Einsame und verlorene Kulissen, die dezidiert unbelebt bleiben

Diese experimentierfreudige und ungezwungene Biografie endet, als in Deutschland die Nationalsozialisten an die Macht kommen. List hat jüdische Vorfahren und ist offen schwul, er flieht nach Paris - wo er seine erste Ausstellung zeigt - und später nach London, wo er für Vogue und Harper's Bazaar arbeitet. Seinen Stil, der lose an die künstlerische italienische und internationale Avantgarde angelehnt ist, wird von Egon Vietta schon im Jahr 1942 als "Fotografia Metafisica" beschrieben. Seine eklektische Mischung - Brillengläser auf Brüstungen, Eierschalen im Sand - fügt sich gut in das surrealistische Denken der Zeit, dabei ist die Präzision und Schlichtheit auch durchaus der Neuen Sachlichkeit verwandt.

Eines seiner bedeutendsten Projekte ist dann allerdings ein Fotobuch über Griechenland, "Licht über Hellas", ein Strom aus Landschaften, antiken Stätten, Küste und Himmel. Dramatisch setzt er Skulpturenfragmente und die Trümmer der Antike zu einsamen, verlorenen Kulissen zusammen, die aber dezidiert unbelebt bleiben.

Den Krieg hindurch versteckt er sich in Deutschland und wird irgendwann mit einem obskuren Auftrag nach Norwegen geschickt, das Kriegsende erlebt er in München: "Ich habe für mich eine Serie von zerstörten Häusern in München gemacht, recht erschütternd. [...] In den Gedärmen der Häuser sieht man viel von Picasso oder Chirico plötzlich realisiert." Doch finden diese ästhetisierten Aufnahmen wenig Interesse. List bleibt zwar in München, fotografiert aber vor allem im Auftrag von Museen deren Sammlungen und etabliert sich erst langsam wieder als Redakteur bei Heute, einer von den Besatzern herausgegebenen Zeitung, und wird immerhin assoziiertes Mitglied von Magnum.
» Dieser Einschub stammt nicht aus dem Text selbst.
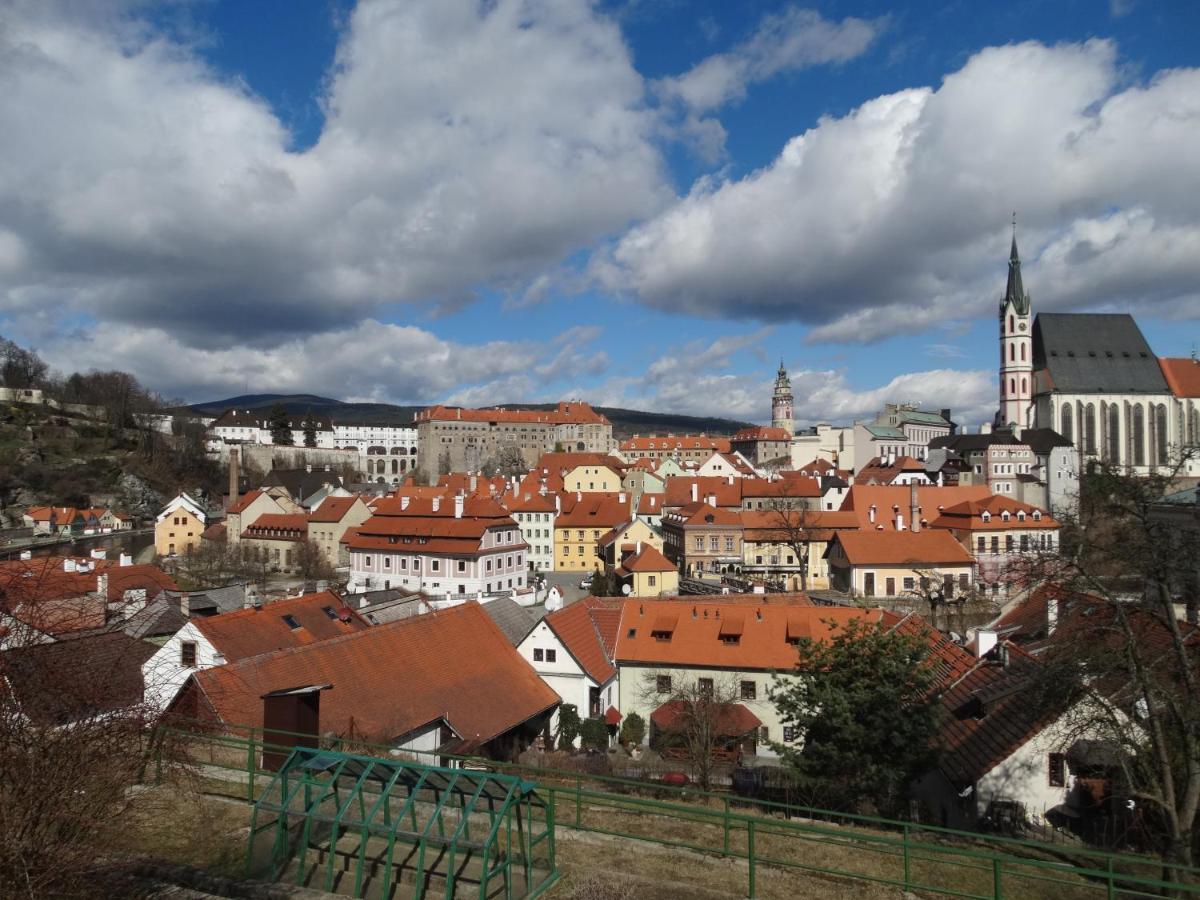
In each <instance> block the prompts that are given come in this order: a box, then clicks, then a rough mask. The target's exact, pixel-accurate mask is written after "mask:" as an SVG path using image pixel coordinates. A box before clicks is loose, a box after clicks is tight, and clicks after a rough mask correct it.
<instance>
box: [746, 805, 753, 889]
mask: <svg viewBox="0 0 1200 900" xmlns="http://www.w3.org/2000/svg"><path fill="white" fill-rule="evenodd" d="M746 862H748V863H749V864H750V894H749V896H750V900H754V899H755V889H754V820H752V818H748V820H746Z"/></svg>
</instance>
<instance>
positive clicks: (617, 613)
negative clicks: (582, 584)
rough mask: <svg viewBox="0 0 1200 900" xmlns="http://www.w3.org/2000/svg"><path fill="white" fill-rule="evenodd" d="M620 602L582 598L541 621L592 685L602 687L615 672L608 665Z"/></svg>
mask: <svg viewBox="0 0 1200 900" xmlns="http://www.w3.org/2000/svg"><path fill="white" fill-rule="evenodd" d="M622 602H623V601H622V600H619V599H608V598H600V596H586V598H583V599H582V600H578V601H576V602H574V604H571V605H570V606H564V607H563V608H562V610H557V611H554V612H552V613H550V614H548V616H546V618H545V619H544V622H545V623H546V625H548V626H550V629H551V631H553V632H554V635H556V636H557V637H558V640H559V641H560V642H562V643H563V647H565V648H566V652H568V653H570V654H571V656H572V658H574V659H575V661H576V662H578V664H580V667H581V668H582V670H583V671H584V672H586V673H587V676H588V678H590V679H592V680H593V682H595V683H596V684H605V683H606V682H608V679H610V678H612V677H613V676H614V674H616V673H617V670H616V667H614V666H613V664H612V644H613V643H614V638H616V629H617V626H618V623H619V620H620V607H622ZM606 637H607V638H608V640H607V641H606V640H605V638H606Z"/></svg>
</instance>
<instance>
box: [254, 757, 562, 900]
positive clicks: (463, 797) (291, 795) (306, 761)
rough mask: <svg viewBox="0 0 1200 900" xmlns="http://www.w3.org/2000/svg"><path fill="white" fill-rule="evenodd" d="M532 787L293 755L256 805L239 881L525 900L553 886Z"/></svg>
mask: <svg viewBox="0 0 1200 900" xmlns="http://www.w3.org/2000/svg"><path fill="white" fill-rule="evenodd" d="M534 788H535V785H534V782H532V781H526V780H523V779H521V778H518V776H516V775H503V774H497V773H492V772H486V770H479V769H467V768H454V769H451V768H443V767H438V766H424V764H420V763H416V762H410V761H407V760H398V758H384V757H373V756H359V755H355V754H342V752H335V751H332V750H319V749H313V748H296V749H295V750H293V751H292V754H290V755H289V756H288V758H287V760H286V761H284V763H283V766H282V767H280V770H278V772H277V773H276V774H275V778H274V779H272V780H271V782H270V784H269V785H268V786H266V790H265V791H264V792H263V794H262V797H260V798H259V799H258V802H257V803H256V804H254V809H253V814H252V817H251V829H250V838H248V840H247V846H246V871H247V874H248V875H251V876H254V877H262V878H266V880H269V881H283V880H288V881H294V882H295V883H296V884H302V886H307V887H312V888H318V889H324V890H328V892H334V893H338V894H348V895H350V896H355V898H379V899H383V900H391V899H392V898H400V896H413V898H426V896H437V895H442V896H444V898H445V899H446V900H450V898H454V896H479V898H480V900H484V899H485V898H493V896H503V898H505V900H509V899H510V898H533V896H538V895H539V894H541V893H542V892H544V890H546V889H547V888H548V887H550V886H551V884H553V883H554V881H556V880H557V878H558V871H557V869H556V865H554V812H553V808H552V806H550V805H547V804H546V803H545V802H544V800H542V799H541V797H539V796H538V793H536V791H535V790H534Z"/></svg>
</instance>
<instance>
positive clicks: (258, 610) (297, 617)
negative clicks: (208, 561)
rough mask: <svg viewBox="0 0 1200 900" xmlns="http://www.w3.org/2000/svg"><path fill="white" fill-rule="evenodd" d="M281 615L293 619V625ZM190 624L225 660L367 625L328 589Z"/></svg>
mask: <svg viewBox="0 0 1200 900" xmlns="http://www.w3.org/2000/svg"><path fill="white" fill-rule="evenodd" d="M326 606H328V607H329V608H330V610H332V611H334V616H332V617H331V616H330V614H329V613H326V612H325V607H326ZM284 617H289V618H290V619H292V620H293V622H295V623H296V628H293V626H292V624H290V623H289V622H288V620H287V619H286V618H284ZM192 623H193V624H194V626H196V628H197V629H199V631H200V634H203V635H204V636H205V637H206V638H208V640H209V642H210V643H211V644H212V646H214V647H215V648H216V649H217V650H218V652H220V653H221V654H222V655H223V656H224V658H226V661H228V662H235V661H238V660H241V659H246V658H247V656H256V655H258V654H260V653H269V652H271V650H278V649H283V648H286V647H299V646H302V644H311V643H317V642H319V641H328V640H329V638H331V637H341V636H342V635H347V634H350V632H353V631H361V630H364V629H366V628H368V625H367V623H366V622H365V620H364V619H362V618H360V617H359V614H358V613H356V612H355V611H354V610H352V608H350V607H349V606H347V605H346V604H344V602H343V601H342V599H341V598H340V596H338V595H337V594H334V593H332V592H329V590H323V592H320V593H318V594H305V595H304V596H295V598H290V599H288V600H280V601H278V602H274V604H266V605H264V606H260V607H251V608H248V610H239V611H236V612H226V613H222V614H220V616H211V617H208V618H197V619H193V620H192Z"/></svg>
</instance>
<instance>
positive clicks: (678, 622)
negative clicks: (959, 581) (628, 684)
mask: <svg viewBox="0 0 1200 900" xmlns="http://www.w3.org/2000/svg"><path fill="white" fill-rule="evenodd" d="M688 600H691V601H692V602H691V604H690V605H689V604H686V602H679V601H674V600H628V601H625V606H624V612H623V614H622V620H620V629H619V631H618V635H617V660H618V661H619V662H623V664H637V665H648V666H654V665H664V666H708V667H714V668H733V670H739V671H750V670H757V671H769V670H788V668H792V667H793V666H794V665H796V661H797V658H796V647H794V646H793V644H791V643H788V636H790V634H797V635H799V634H803V635H805V636H809V637H814V638H820V637H823V636H826V635H829V634H830V632H832V630H834V629H836V628H841V626H845V624H846V623H847V622H850V620H851V619H863V620H866V622H880V617H881V612H880V611H878V610H857V608H846V607H816V606H784V605H768V604H762V605H758V606H754V605H751V604H745V602H742V604H739V602H727V601H726V598H724V596H721V598H713V599H712V601H709V599H708V598H702V596H695V598H688ZM758 600H760V602H761V600H762V598H761V596H760V598H758ZM689 606H690V608H689ZM664 617H667V619H668V620H662V619H664ZM730 617H733V618H734V619H740V620H742V623H743V631H742V635H740V637H739V640H738V641H737V642H736V643H734V642H728V641H722V640H721V638H720V632H721V624H722V620H724V619H727V618H730ZM660 620H662V622H660ZM672 620H673V622H672ZM660 624H662V625H667V624H670V625H671V628H670V629H668V630H670V631H671V638H670V640H666V641H664V640H659V638H656V637H655V636H654V635H653V634H652V632H654V631H658V630H660V629H659V625H660Z"/></svg>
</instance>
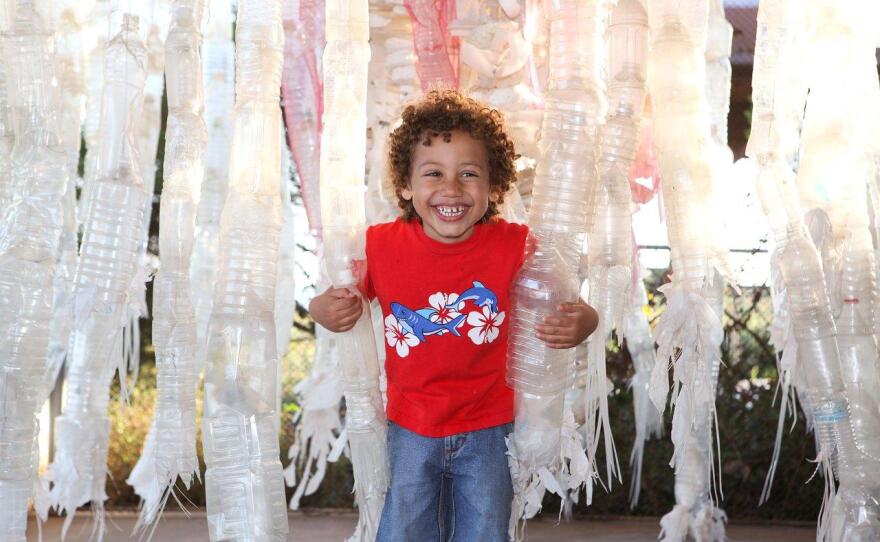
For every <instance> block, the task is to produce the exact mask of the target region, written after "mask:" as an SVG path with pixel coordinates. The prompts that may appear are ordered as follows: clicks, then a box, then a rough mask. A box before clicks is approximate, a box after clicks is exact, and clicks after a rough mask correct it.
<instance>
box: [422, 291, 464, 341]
mask: <svg viewBox="0 0 880 542" xmlns="http://www.w3.org/2000/svg"><path fill="white" fill-rule="evenodd" d="M457 302H458V294H456V293H454V292H453V293H451V294H444V293H443V292H437V293H435V294H432V295H431V296H429V297H428V304H429V305H431V311H432V312H431V313H430V314H429V315H428V319H429V320H431V321H432V322H434V323H436V324H448V323H449V322H451V321H453V320H455V319H456V318H458V317H459V316H461V313H460V312H458V303H457ZM444 333H447V332H446V331H445V330H443V331H440V333H439V334H440V335H442V334H444Z"/></svg>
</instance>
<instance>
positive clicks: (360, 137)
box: [321, 0, 388, 540]
mask: <svg viewBox="0 0 880 542" xmlns="http://www.w3.org/2000/svg"><path fill="white" fill-rule="evenodd" d="M326 7H327V11H326V21H327V46H326V47H325V48H324V64H323V66H324V107H325V108H324V129H323V132H322V133H321V222H322V224H323V230H324V231H323V234H324V235H323V239H324V262H325V264H326V266H327V271H328V274H329V278H330V282H331V283H332V284H333V286H335V287H337V288H349V289H352V290H355V289H356V287H357V284H358V276H357V274H356V272H355V265H356V264H358V262H363V260H364V258H365V253H364V249H365V246H364V245H365V224H366V211H365V208H364V200H363V186H364V183H363V176H364V166H365V164H364V162H365V151H366V121H367V119H366V98H367V80H368V77H367V70H368V63H369V60H370V48H369V45H368V39H369V22H368V4H367V1H366V0H360V1H358V2H350V1H347V0H332V1H328V2H327V5H326ZM336 344H337V347H338V349H339V356H340V360H341V363H342V366H341V370H342V387H343V392H344V393H345V404H346V413H347V414H346V419H345V430H346V433H347V434H348V442H349V445H350V447H351V462H352V466H353V468H354V480H355V481H354V483H355V496H356V499H357V505H358V514H359V520H358V526H357V527H356V532H355V539H365V540H373V539H374V538H375V536H376V529H377V528H378V526H379V516H380V514H381V512H382V506H383V504H384V501H385V491H386V489H387V486H388V453H387V450H386V447H385V432H386V426H385V409H384V406H383V404H382V395H381V393H380V391H379V362H378V357H377V356H378V355H377V353H376V341H375V336H374V331H373V324H372V321H371V317H370V310H369V305H367V304H366V302H365V303H364V314H363V315H362V316H361V318H360V319H359V320H358V322H357V324H355V327H354V328H353V329H352V330H351V331H349V332H347V333H345V334H343V335H338V336H337V337H336Z"/></svg>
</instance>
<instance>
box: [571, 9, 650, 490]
mask: <svg viewBox="0 0 880 542" xmlns="http://www.w3.org/2000/svg"><path fill="white" fill-rule="evenodd" d="M609 34H610V40H609V41H610V55H609V77H608V101H609V113H608V118H607V120H606V122H605V125H604V126H603V127H602V130H601V142H600V153H599V167H598V177H597V178H596V179H595V180H594V181H593V185H592V187H591V189H592V193H591V195H590V202H589V209H590V212H591V216H590V219H591V220H590V225H589V227H590V233H589V255H588V258H587V260H588V274H587V277H588V280H589V285H590V295H589V298H590V299H589V301H590V305H592V306H593V307H595V308H596V310H597V311H598V313H599V322H600V324H599V326H600V327H599V329H598V330H597V332H596V333H594V334H593V336H592V338H591V339H590V342H589V345H588V347H587V349H588V357H587V368H586V371H587V383H586V389H585V397H584V404H585V406H586V411H585V419H586V424H587V435H588V436H589V437H590V439H589V440H588V441H587V443H586V444H587V455H588V457H589V458H590V461H591V462H592V463H593V468H594V469H596V470H598V466H597V465H596V462H597V460H596V452H597V450H598V447H599V438H600V435H602V436H604V444H605V449H604V451H605V461H606V473H607V482H608V485H609V487H610V486H611V484H612V483H613V479H614V478H615V477H617V478H618V479H620V476H621V474H620V465H619V464H618V460H617V450H616V449H615V447H614V440H613V437H612V435H611V423H610V420H609V414H608V393H609V392H610V390H609V389H607V382H608V377H607V376H606V370H605V343H606V341H607V340H608V339H609V338H610V335H611V332H612V330H613V329H615V328H616V329H618V337H619V339H622V338H623V333H622V331H623V329H622V326H621V324H622V319H623V315H624V311H625V308H626V307H628V306H629V304H630V303H629V299H630V296H631V291H630V285H631V283H632V267H631V265H632V254H633V246H632V203H631V195H630V189H629V172H630V170H631V169H632V164H633V160H634V159H635V155H636V150H637V149H638V132H639V121H640V118H641V114H642V107H643V105H644V102H645V83H646V81H645V80H646V77H647V73H646V72H647V64H646V60H647V59H646V57H645V55H646V51H647V40H648V17H647V14H646V13H645V10H644V9H643V8H642V6H641V5H640V3H639V2H638V1H637V0H622V1H621V2H619V3H618V5H617V6H616V7H615V8H614V9H613V11H612V15H611V25H610V29H609Z"/></svg>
Die Ausstellung "Herbert List. Das magische Auge" im Bucerius Forum in Hamburg, seiner Geburtsstadt, ist nach langer Zeit die erste Möglichkeit, diesen Fotografen wieder zu entdecken, dessen Werk im Jahr 1976, ein Jahr nach seinem Tod, eine erste Retrospektive in der Münchner Neuen Sammlung erfahren hatte. Jetzt endlich ist das ganze Œuvre wieder zu sehen - in einem Kontext, der nicht nur den Surrealismus auch an seinen Peripherien hochschätzt, sondern auch eine Motivik, die zwischen Neuer Sachlichkeit, schwuler Fotografie und einem kargen, sehr aufrichtigen Dokumentarismus angesiedelt ist.